Era inimaginable, además, que alguien se animara a proponerlo, pues podría ser acusado de terrorista debido a la paranoia y al radicalismo militar imperantes durante el conflicto armado. De hecho, una sencilla nota introductoria como la presente correría el riesgo de ser considerada favorable para el comunismo.

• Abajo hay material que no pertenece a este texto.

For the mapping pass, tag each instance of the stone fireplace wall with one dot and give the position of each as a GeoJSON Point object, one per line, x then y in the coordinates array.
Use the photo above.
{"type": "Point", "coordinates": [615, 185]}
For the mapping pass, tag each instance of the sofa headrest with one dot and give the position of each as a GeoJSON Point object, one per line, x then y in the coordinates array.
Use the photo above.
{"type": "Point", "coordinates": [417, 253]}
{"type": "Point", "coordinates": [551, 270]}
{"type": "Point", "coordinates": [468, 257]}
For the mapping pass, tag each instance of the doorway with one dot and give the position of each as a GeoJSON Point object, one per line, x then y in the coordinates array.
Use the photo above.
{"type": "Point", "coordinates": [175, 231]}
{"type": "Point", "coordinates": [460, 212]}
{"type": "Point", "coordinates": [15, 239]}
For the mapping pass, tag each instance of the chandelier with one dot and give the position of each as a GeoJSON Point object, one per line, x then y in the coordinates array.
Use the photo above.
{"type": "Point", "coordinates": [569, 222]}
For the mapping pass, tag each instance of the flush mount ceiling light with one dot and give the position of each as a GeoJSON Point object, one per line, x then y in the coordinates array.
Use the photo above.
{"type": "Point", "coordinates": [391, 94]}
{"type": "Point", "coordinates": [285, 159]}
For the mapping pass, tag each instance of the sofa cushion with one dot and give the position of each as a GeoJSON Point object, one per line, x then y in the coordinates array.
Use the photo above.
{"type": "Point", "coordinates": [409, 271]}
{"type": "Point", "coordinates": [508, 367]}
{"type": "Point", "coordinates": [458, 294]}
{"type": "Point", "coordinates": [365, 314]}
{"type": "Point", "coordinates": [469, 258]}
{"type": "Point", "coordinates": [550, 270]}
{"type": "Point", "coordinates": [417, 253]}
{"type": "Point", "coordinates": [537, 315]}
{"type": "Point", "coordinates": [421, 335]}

Aquel conflicto fue alimentado por el desprecio hacia la educación y la seguridad ciudadana, y el poder militar se engrandeció en muchos aspectos, uno de ellos fue que se le asignaron cuarteles y varias manzanas de terreno por todo el territorio nacional. Hubo muertes y tanta violencia como nunca la hubo en nuestra historia.
Ahora que Julieta Sandoval nos ofrece un reportaje Dfondo sobre las bases militares que fueron transformadas en escuelas, conviene recordar que la educación tiene preponderancia sobre las armas y que cambiar los tanques por pupitres no es un acto de bondad, sino una obligación que adquirieron los gobiernos después de la firma de los acuerdos de paz en 1996.
Libros, no pistolas; guitarras, no ametralladoras; esas y otras consignas podrían reflejar el hecho de que actualmente haya estudiantes donde antes había espacios en los que se planeaban ataques mortíferos.
El tema sirve para evidenciar el avance, pero además es una oportunidad para recordar que todavía quedan varios destacamentos militares en un tiempo que ya no es de guerra, y que muchos de los acuerdos de paz aún siguen incumplidos.